Let $f$ be a function from $A$ to $B$ such that the image $f(A)\subset A$. Is there a widely accepted notation for the expression $$f\circ\left(f\circ\cdots(f\circ f)\right),$$ where $f$ composite with itself $n$ times? I failed to find a natural way to include the information $n$ in the notation.

Answer 1

You wrote $f(B)\subset A$ but probably meant to write something like $B\subseteq A$ (or $f(A)\subseteq A$).

I would plead for presenting $f$ not as a function $A\to B$ but as a function $A\to A$.

This because $f\circ f$ is only properly defined if the codomain of $f$ coincides with the domain of $f$.

The collection $M$ of functions $f:A\to A$ can be looked at as a monoid with the map prescribed by $a\mapsto a$ as identity and composition of functions as (associative) multiplication.

In a monoid $\langle M,\circ\rangle$ it is quite common to write $f^n$ for expression $f\circ\cdots\circ f$ containing $f$ exactly $n$ times.

So this is a nice justification for that notation.

Answer 2

A cleaner way to define the function above and the notation is presented below.

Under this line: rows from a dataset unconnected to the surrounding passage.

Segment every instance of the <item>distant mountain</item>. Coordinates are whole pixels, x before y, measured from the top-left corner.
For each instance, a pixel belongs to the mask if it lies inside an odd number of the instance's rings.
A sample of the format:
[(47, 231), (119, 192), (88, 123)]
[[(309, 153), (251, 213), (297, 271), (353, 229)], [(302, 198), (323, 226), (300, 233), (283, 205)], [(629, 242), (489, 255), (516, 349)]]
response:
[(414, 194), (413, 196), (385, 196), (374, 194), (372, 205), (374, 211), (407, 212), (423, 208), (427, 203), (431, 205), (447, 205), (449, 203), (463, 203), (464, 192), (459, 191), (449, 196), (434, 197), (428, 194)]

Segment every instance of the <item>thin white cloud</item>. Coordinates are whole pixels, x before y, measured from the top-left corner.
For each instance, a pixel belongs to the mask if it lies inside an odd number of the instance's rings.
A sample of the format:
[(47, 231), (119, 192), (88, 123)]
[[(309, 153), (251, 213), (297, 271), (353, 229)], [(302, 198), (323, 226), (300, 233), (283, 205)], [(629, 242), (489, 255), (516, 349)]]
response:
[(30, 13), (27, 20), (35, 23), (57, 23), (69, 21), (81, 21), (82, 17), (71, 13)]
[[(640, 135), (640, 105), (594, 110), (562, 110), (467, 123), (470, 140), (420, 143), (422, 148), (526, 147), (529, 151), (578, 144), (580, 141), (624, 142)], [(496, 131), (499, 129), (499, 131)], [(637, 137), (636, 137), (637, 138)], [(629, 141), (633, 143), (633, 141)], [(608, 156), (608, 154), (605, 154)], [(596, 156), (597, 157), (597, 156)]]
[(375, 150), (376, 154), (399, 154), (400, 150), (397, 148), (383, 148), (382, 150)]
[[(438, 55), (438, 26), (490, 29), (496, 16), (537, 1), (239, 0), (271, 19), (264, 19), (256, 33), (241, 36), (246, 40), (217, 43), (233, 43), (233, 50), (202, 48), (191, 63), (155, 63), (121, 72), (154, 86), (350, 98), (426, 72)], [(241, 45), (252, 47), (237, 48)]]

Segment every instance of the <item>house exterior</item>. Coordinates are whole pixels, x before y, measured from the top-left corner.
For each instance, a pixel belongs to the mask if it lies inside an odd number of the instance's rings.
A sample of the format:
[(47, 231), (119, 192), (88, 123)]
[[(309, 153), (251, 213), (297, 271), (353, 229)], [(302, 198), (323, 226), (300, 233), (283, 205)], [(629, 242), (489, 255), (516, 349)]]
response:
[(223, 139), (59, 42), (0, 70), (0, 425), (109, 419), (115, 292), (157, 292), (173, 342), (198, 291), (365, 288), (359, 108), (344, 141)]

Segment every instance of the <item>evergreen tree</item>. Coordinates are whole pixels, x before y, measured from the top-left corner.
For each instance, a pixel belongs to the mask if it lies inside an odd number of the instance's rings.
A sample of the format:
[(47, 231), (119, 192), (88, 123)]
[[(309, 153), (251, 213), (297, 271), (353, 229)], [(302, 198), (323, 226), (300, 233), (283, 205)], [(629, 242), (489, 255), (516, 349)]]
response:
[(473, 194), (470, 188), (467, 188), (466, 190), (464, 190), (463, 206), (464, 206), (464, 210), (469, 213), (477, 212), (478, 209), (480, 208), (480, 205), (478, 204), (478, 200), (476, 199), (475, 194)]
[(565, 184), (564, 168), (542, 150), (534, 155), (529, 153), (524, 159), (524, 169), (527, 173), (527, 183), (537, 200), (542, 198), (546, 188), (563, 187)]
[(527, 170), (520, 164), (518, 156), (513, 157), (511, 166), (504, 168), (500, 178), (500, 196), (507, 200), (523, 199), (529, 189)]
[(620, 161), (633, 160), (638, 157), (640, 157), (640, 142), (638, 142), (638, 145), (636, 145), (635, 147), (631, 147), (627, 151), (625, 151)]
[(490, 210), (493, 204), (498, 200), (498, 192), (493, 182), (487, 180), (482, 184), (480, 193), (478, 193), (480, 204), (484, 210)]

Let $f: A \longrightarrow A$ and for $n \in \mathbb{N}$, let $$ f^n(x) := \begin{cases} f(x), & n=1 \\ f(f^{n-1}(x)), & n>1. \end{cases} $$

A straightforward proof by induction shows that $f(f^n(x)) = f^n(f(x))$ for every natural number $n$.

Some have suggested the notation $f^{(n)}$ but, as noted in other comments, this is usually reserved for the $n^\text{th}$-derivative of $f$, which is also defined recursively.